HEADING FOR THE HILLS

Heartache

Then there is the gross greed of a few at the cost of the many ANY AIR LEFT IN THE BRITISH BALLOON OF INTERNATIONAL TRUST AND RESPECT HAS BEEN EXHAUSTED FOR NOW

I appreciate the way some Catalan friends possess, in their succinct English, the gift of getting to the nub of a matter.

“If your body is making a noise,” says our doctor Marta, glad of the opportunity to switch languages as we worry about an ache or a pain, “then it means you are alive.”

Hard to argue with that.

“Your heart must hurt,” says Nuria the potter through her mask, looking into my soul. There is genuine concern and incomprehension written all over what little I can see of her face. The topic is the disunited kingdom leaving the European Union. Yep. That sums it up.

The divorce emotions are many, complex and comprehensively negative, including incredulity at all the lies, embarrassment at the sowing of division, disrespect and aggression, and despair at the loss of rights for future generations, waste of invaluable time and energy when we should be wholly focused on climate change and inequality. Then there is the gross greed of a few at the cost of the many.

“What is happening to your country?”

“I think it is better you go now – no, not you, Martin, and your family – but the country. Europe has had enough.”

By the time you are reading this there may be a deal of sorts. I suspect that Boris Johnson might not be dim enough to really believe his own blustery, offensive, jingoistic ramblings and threats. Or maybe not, on both counts. Either way, the English Channel just got wider. Any air left in the British balloon of international trust and respect has been exhausted for now. Like a long final fart. The world has watched in disbelief as a founding democracy, like the USA, turns inward and onto itself. It is odious but far from odourless.

I know, as do so many in the UK, that a nation wedded for so long to the American model (oh the irony) has been well and truly shafted after years of a widening social gap economically and regionally, and a calculated erosion of welfare and wellbeing, compounded by a gross obsession of putting profit above protections for the life-support that is nature. I genuinely believe most people on the islands never wanted or now regret having ever wanted what has come to pass.

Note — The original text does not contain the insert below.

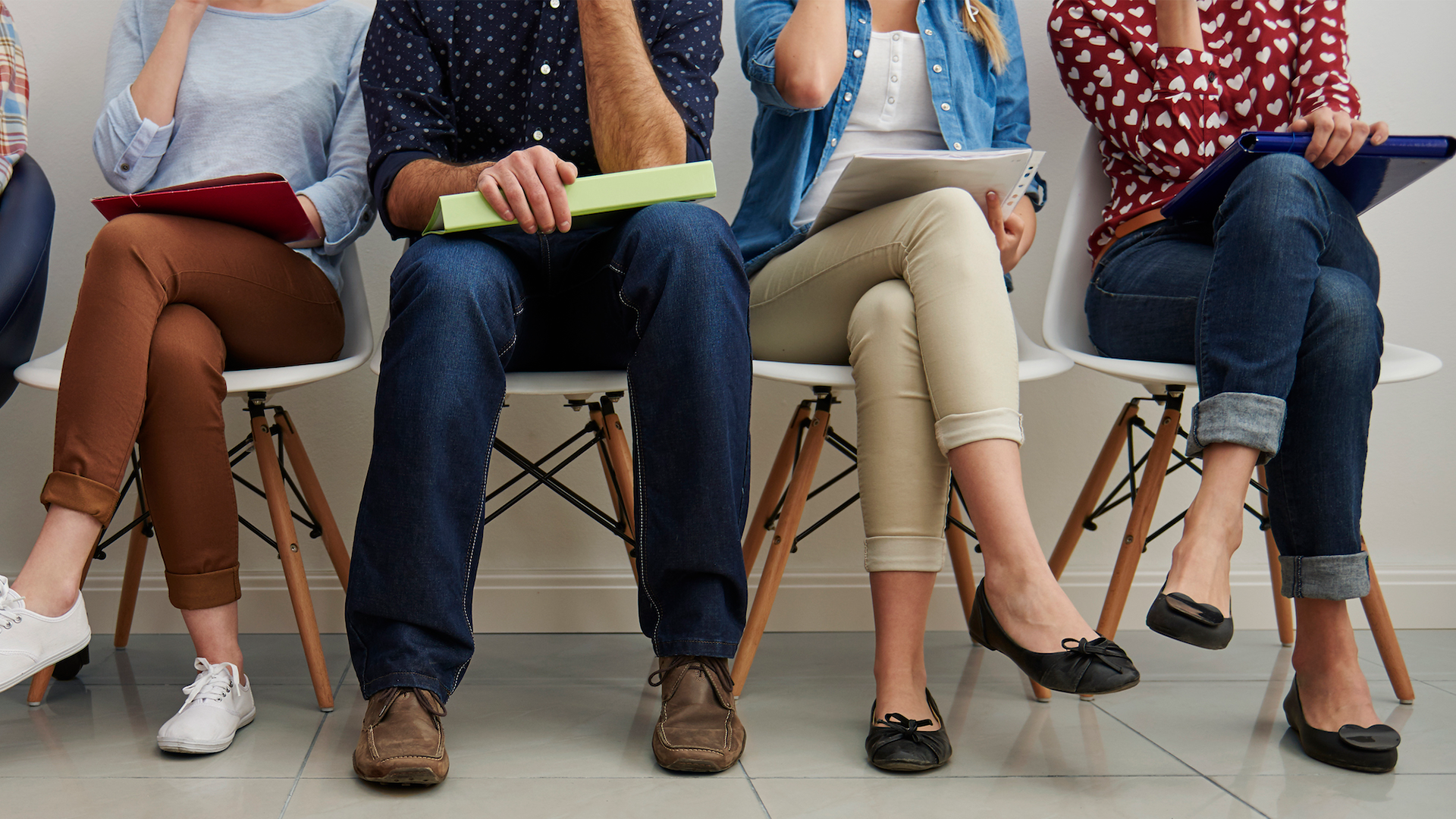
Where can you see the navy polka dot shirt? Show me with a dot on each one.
(463, 80)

The populist media has to a great extent been complicit, to the point that the belief in greatness and nation and damn any detail to the contrary is what is at the root of the far right de-construct of the vital essences of British community, inclusion and consideration. Sow distrust towards all things foreign, sing songs of Empire, wave the flag, and people will lose reason. Johnson and his cartel have so much to answer for.

But for now it is too late. Remember, though, there are a great many people on the diminishing isle who are Europeans, among them world leaders in their fields, respected for their quiet wisdom, ability, integrity and achievements.

Yes, Nuria, my heart aches.

May other nations heed the lesson.

And may 2021 bring reason, kindness, cooperation and hope.